Prof. Veronica Guerrieri, who studies labor markets and financial market frictions at Chicago Booth, has received the Carlo Alberto Medal, given every two years to the top Italian economist younger than 40.
The award, which recognizes outstanding research in economics, is given by Collegio Carlo Alberto, a foundation in Torino, Italy dedicated to advancing research and education in the social sciences.
In announcing the award, the foundation highlighted the words of scholars who nominated Guerrieri: “Veronica is a broad-ranging economist who has contributed significantly to our understanding of labor markets both at the micro and at the macro level.” Moreover, “her current research on financial frictions, liquidity traps and flights to quality are major contributions to the literature in the wake of the recent crisis and are impacting policy at top policy institutions.”

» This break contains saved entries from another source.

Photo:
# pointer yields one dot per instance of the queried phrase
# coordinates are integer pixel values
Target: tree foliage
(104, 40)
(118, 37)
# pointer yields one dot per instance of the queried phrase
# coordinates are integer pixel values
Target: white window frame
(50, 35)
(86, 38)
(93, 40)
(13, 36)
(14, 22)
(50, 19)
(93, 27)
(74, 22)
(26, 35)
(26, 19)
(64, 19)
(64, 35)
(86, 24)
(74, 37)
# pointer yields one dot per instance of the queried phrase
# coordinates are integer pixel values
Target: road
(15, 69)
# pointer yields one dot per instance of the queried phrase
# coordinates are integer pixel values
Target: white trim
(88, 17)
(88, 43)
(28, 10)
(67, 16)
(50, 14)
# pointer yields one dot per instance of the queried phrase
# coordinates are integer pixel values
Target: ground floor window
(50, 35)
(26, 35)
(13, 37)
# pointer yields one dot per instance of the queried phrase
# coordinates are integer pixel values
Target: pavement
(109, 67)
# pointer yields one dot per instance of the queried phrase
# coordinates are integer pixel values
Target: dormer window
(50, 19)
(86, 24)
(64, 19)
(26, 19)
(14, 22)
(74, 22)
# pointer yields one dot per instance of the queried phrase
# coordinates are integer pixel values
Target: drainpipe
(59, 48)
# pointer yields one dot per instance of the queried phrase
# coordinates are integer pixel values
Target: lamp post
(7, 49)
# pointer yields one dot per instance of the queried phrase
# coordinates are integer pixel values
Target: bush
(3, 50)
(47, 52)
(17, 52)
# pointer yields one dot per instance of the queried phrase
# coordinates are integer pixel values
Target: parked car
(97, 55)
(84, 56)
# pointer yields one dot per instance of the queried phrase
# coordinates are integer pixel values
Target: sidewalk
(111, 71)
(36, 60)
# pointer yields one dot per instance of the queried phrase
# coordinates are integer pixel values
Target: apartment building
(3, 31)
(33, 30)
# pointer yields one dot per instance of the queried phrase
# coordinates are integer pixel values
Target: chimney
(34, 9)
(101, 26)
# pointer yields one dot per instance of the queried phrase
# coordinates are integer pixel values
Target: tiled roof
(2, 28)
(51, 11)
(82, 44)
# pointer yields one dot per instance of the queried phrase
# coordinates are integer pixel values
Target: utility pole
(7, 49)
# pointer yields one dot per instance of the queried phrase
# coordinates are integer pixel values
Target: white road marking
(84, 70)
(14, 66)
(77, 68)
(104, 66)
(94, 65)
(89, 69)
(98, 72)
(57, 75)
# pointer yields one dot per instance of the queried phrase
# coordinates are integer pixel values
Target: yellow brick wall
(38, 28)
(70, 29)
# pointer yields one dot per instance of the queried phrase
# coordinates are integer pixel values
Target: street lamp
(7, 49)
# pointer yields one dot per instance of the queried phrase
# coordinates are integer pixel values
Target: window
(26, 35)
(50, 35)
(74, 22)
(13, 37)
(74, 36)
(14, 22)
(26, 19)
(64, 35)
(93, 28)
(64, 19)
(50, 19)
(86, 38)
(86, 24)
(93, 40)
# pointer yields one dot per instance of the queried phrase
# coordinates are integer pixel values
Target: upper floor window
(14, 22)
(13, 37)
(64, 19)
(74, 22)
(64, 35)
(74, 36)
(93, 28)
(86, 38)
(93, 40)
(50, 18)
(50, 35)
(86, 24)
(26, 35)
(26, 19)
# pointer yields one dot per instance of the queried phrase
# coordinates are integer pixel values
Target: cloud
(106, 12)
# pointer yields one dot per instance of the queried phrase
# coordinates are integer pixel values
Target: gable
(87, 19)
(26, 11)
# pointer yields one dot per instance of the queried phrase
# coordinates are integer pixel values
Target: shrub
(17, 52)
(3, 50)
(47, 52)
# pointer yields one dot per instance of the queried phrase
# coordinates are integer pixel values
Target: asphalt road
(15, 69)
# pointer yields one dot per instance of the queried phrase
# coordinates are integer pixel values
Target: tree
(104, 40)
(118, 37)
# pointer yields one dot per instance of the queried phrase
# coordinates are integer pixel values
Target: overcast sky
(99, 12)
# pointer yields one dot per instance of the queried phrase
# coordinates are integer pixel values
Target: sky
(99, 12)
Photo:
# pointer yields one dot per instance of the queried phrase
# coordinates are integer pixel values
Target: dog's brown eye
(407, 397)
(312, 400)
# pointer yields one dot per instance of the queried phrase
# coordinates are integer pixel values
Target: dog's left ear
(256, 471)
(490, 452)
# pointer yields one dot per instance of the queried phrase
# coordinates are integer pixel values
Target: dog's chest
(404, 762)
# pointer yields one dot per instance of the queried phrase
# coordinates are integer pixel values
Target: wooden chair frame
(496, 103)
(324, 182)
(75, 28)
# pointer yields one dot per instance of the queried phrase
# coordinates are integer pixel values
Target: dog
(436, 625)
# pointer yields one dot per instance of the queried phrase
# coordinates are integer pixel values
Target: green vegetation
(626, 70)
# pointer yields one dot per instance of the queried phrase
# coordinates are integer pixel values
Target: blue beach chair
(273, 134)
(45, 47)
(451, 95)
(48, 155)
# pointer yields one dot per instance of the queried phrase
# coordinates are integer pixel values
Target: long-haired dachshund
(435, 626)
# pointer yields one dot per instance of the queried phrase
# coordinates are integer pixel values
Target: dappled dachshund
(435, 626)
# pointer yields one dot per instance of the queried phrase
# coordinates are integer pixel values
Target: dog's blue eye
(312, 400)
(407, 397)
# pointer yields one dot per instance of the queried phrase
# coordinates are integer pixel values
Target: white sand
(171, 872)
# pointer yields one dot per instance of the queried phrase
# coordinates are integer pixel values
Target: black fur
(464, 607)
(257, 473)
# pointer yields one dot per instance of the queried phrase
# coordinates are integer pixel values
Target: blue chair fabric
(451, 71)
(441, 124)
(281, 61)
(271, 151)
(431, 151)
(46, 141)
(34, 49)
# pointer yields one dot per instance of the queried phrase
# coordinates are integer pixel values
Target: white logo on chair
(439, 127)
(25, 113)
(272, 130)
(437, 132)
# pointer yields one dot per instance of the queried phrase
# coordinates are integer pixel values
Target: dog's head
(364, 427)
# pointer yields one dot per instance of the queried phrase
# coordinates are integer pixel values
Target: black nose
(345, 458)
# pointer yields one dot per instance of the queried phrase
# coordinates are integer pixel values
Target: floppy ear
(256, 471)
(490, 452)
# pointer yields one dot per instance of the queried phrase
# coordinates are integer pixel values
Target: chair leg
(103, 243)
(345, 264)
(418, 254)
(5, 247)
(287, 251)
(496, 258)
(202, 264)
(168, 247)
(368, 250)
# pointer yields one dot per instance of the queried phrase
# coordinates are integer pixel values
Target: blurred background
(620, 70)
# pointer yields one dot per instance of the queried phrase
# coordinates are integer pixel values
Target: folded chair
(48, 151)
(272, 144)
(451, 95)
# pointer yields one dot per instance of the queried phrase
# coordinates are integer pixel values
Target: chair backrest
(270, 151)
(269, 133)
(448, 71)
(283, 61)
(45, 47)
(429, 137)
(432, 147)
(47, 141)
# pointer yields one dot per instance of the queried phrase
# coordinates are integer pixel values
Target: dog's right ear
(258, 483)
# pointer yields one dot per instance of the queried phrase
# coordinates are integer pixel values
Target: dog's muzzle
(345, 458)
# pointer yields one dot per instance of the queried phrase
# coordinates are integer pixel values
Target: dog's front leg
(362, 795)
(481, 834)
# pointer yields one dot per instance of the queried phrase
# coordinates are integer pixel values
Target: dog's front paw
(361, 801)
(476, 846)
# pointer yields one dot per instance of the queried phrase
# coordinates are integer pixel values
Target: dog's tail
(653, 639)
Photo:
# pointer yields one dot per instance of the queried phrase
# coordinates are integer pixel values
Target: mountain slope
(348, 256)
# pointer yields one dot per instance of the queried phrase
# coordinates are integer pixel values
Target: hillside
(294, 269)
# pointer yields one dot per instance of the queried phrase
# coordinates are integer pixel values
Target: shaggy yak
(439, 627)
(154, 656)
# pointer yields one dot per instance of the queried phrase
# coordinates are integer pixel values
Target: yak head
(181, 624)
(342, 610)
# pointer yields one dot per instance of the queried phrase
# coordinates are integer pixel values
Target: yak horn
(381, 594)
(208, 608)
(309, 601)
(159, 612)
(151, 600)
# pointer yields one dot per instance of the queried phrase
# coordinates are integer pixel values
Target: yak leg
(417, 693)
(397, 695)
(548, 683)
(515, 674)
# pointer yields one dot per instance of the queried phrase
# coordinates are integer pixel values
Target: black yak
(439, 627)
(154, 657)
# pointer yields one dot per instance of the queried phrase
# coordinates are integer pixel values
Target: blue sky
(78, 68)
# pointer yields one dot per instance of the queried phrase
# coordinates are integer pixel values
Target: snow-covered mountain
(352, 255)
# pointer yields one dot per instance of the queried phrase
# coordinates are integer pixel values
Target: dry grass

Guerrieri’s scholarly writing includes “Fund Managers, Career Concerns and Asset Price Volatility,” with Peter Kondor, published in American Economic Review in 2012, and “Inefficient Unemployment Dynamics under Asymmetric Information,” published in the Journal of Political Economy in 2008.
Guerrieri was named an Alfred P. Sloan Research Fellow in 2011, and she received the Excellence Award in Global Economic Affairs from the Kiel Institute for the World Economy in 2010. She twice received the Excellence in Refereeing Award from the American Economic Review.
She is associate editor of the American Economic Review and Theoretical Economics, and a faculty research associate in the National Bureau of Economic Research’s program on Economic Fluctuations and Growth.
At Chicago Booth, Guerrieri teaches MBA and PhD courses in macroeconomics.
She joined the Booth faculty in 2006, after receiving a PhD in economics from MIT. Guerrieri received bachelor’s and master’s degrees from Bocconi University in Italy, where she was born.
She will be presented with the award at the Collegio Carlo Alberto in the fall, and will deliver the Carlo Alberto Medal Lecture and become an honorary fellow of the Collegio.